🎙️ Speaker Change Detection using Deep Learning

A Jupyter notebook implementation of speaker change detection using LSTM-based deep learning models on the IEMOCAP dataset.

📋 Overview

This project implements a speaker change detection system using LSTM networks in a Jupyter notebook format.

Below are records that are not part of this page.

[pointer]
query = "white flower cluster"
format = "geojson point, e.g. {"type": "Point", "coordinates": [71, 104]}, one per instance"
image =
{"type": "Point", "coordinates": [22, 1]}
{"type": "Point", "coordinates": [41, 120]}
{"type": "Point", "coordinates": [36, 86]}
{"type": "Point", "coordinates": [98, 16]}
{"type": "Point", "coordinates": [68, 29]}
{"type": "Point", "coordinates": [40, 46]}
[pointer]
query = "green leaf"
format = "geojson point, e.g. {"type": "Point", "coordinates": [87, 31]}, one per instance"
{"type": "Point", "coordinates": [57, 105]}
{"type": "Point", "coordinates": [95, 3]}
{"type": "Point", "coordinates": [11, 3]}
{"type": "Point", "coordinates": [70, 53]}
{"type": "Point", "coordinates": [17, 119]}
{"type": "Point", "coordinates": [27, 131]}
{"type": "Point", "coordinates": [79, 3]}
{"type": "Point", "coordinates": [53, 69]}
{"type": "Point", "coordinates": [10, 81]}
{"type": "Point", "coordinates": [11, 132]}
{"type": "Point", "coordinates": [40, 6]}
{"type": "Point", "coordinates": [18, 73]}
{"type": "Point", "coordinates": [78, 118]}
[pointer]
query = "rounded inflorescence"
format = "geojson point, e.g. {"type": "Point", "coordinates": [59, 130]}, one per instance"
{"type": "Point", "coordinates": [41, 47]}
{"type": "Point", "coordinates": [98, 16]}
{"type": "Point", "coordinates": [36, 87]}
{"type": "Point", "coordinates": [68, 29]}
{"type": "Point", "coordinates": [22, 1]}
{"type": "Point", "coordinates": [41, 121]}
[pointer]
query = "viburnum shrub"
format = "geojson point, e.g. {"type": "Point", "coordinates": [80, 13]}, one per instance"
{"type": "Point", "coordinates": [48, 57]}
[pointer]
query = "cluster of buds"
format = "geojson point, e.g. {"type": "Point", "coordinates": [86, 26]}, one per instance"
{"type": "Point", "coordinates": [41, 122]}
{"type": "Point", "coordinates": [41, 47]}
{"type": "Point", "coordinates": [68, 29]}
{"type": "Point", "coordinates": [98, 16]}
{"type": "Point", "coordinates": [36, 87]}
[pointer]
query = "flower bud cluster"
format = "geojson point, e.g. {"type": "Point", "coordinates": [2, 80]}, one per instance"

The system processes audio features (MFCC and F0) to identify points in a conversation where speaker transitions occur.

🔧 Prerequisites

Python 3.8+
Jupyter Notebook/Lab
TensorFlow 2.x
librosa
parselmouth
numpy
pandas
matplotlib
scikit-learn
seaborn

📦 Setup

Clone the repository:

git clone https://github.com/danishayman/Speaker-Change-Detection.git
cd Speaker-Change-Detection

Install required packages:

pip install -r requirements.txt

Download the IEMOCAP dataset:
- The dataset can be obtained from Kaggle
- Place the downloaded dataset in your working directory

📓 Notebook Structure

The project is contained in a single Jupyter notebook with the following sections:

Import Libraries: Setting up necessary Python packages
Feature Extraction:
- Loading audio files
- Extracting MFCC and F0 features
- Defining sliding window parameters
Data Preprocessing:
- RTTM parsing
- Label generation
- Dataset splitting
Model Development:
- Building LSTM model
- Training with different window sizes
- Performance evaluation
Results and Analysis:
- Visualization of results
- Confusion matrix analysis
- Comprehensive performance metrics

🚀 Features

🎵 Audio feature extraction (MFCC and F0)
🪟 Sliding window analysis with various sizes (3, 5, 7, 9 frames)
🤖 LSTM-based architecture with batch normalization
📊 Comprehensive evaluation metrics and visualizations
📈 Experiment analysis with different window sizes

💻 Usage

Open the Jupyter notebook:

jupyter notebook speaker_change_detection.ipynb

Ensure your IEMOCAP dataset path is correctly set in the notebook:

base_path = "path/to/your/IEMOCAP/dataset"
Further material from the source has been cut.